Allow multiple outputs for `guvectorize` on CUDA target #8303

s-m-e · 2022-08-01T11:00:03Z

Feature request

The following works just fine for targets cpu and parallel ...

from numba import guvectorize
import numpy as np

@guvectorize(
   'void(f8[:],f8[:],f8[:],f8[:],f8[:],f8[:])',
    '(n),(n),(n)->(n),(n),(n)',
    target = 'cpu',
    nopython = True,
)
def foo(a, b, c, x, y, z):
    for idx in range(a.shape[0]):
        x[idx], y[idx], z[idx] = a[idx] * b[idx], b[idx] * c[idx], c[idx] * a[idx]

LEN = 100_000_000

data = np.arange(0, 3 * LEN, dtype = 'f8').reshape(3, LEN)
res = np.zeros_like(data)

foo(data[0], data[1], data[2], res[0], res[1], res[2])  # providing views on `res`

print(res)

... but fails to compile with AssertionError: only support 1 output for target cuda. It would be really useful if this would also work for CUDA.

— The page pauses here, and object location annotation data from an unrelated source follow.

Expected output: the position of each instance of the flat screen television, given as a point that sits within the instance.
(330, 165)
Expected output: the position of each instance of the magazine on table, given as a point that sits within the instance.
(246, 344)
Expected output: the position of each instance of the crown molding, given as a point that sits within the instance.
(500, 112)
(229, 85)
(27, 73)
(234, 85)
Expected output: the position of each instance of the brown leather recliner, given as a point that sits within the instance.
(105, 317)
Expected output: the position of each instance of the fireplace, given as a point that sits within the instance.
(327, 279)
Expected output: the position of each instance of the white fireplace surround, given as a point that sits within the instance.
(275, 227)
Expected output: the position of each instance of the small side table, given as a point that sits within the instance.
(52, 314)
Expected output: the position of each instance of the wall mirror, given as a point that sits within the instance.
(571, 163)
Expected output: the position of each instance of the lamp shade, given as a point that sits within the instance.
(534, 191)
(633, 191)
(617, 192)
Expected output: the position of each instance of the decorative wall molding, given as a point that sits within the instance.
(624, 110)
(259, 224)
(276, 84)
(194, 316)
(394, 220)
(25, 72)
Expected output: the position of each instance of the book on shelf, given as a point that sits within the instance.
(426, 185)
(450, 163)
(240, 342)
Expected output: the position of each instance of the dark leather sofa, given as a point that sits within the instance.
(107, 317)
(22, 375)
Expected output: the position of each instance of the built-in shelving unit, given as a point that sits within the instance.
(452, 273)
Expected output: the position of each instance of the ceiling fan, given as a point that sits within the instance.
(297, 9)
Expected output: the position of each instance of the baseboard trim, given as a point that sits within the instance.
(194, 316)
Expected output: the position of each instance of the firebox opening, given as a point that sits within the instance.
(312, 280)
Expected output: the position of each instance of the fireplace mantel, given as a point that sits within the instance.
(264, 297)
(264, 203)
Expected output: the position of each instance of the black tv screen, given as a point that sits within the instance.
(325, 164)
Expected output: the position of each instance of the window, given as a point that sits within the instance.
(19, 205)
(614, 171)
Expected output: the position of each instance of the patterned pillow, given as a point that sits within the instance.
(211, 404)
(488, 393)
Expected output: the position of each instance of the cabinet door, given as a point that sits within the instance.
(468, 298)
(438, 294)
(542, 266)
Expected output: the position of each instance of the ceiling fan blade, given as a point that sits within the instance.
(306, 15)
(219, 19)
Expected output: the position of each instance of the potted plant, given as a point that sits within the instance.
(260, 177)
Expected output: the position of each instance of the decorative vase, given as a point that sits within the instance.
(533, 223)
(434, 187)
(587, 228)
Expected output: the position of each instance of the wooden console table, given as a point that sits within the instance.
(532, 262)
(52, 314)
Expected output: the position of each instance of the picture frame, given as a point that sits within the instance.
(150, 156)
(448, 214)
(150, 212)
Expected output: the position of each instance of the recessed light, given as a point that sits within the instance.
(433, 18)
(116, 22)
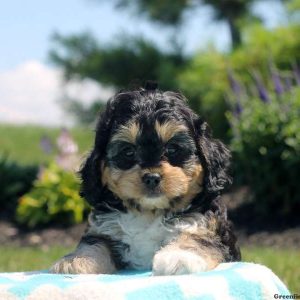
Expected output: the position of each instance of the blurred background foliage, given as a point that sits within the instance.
(249, 94)
(54, 199)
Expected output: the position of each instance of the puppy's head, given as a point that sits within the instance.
(152, 152)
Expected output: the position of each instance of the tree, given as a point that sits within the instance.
(128, 62)
(170, 12)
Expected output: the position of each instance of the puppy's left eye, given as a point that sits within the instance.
(128, 152)
(172, 149)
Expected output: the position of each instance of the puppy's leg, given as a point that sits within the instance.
(188, 254)
(92, 256)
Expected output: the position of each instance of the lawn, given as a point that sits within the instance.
(22, 143)
(285, 263)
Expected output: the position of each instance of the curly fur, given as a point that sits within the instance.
(191, 225)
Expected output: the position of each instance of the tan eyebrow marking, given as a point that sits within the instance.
(168, 129)
(127, 133)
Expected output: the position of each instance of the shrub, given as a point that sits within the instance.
(266, 145)
(15, 180)
(53, 199)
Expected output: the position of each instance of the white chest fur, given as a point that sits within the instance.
(143, 234)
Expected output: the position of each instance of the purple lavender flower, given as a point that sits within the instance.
(262, 91)
(288, 83)
(234, 84)
(277, 82)
(237, 109)
(296, 71)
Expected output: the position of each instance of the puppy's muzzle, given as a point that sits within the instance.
(151, 180)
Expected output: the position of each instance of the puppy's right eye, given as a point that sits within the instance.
(128, 151)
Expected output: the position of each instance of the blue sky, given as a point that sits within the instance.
(26, 26)
(30, 86)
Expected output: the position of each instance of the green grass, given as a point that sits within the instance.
(284, 263)
(16, 259)
(22, 143)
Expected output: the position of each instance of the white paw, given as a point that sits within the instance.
(72, 264)
(177, 262)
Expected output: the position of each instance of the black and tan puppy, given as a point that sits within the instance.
(154, 179)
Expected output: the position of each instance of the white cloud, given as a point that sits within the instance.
(30, 93)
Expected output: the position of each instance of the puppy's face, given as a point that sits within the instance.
(150, 164)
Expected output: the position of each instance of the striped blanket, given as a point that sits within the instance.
(227, 281)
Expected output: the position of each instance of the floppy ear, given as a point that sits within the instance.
(91, 186)
(215, 157)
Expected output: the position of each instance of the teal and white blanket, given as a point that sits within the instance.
(227, 281)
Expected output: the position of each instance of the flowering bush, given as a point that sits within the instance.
(265, 126)
(15, 180)
(53, 199)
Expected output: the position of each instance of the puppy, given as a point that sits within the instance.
(154, 179)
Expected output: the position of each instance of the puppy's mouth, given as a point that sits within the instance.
(154, 193)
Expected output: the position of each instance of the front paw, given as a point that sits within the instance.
(72, 264)
(177, 262)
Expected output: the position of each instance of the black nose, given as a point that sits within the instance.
(151, 180)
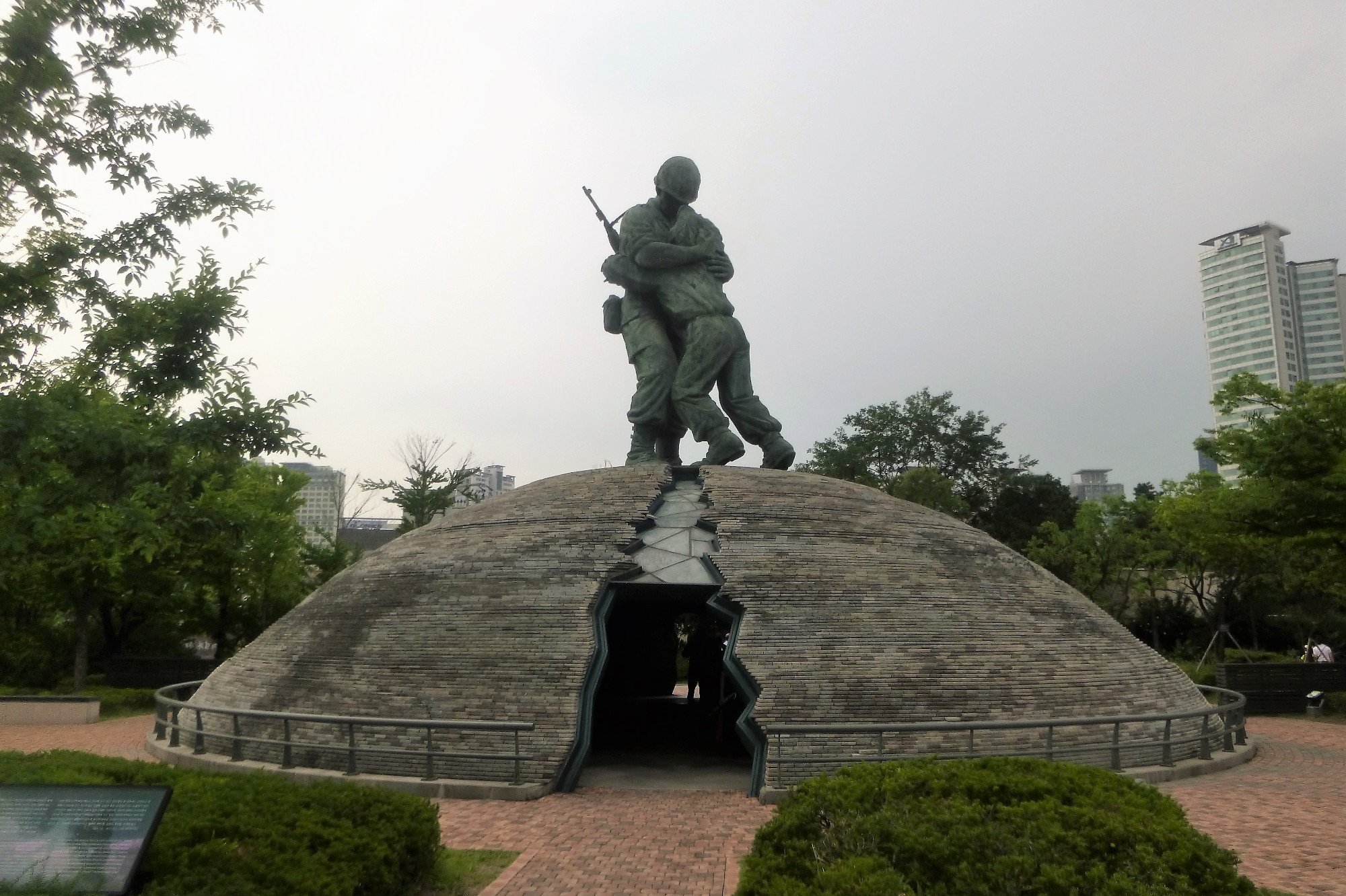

In the meantime, the current behavior is, as far as I can tell, not documented.

For a longer discussion, context and examples, see here.

The text was updated successfully, but these errors were encountered:

guilhermeleobas · 2022-08-01T13:46:29Z

Hi @s-m-e, thanks for the report. I'll put this up for discussion at the next triage meeting.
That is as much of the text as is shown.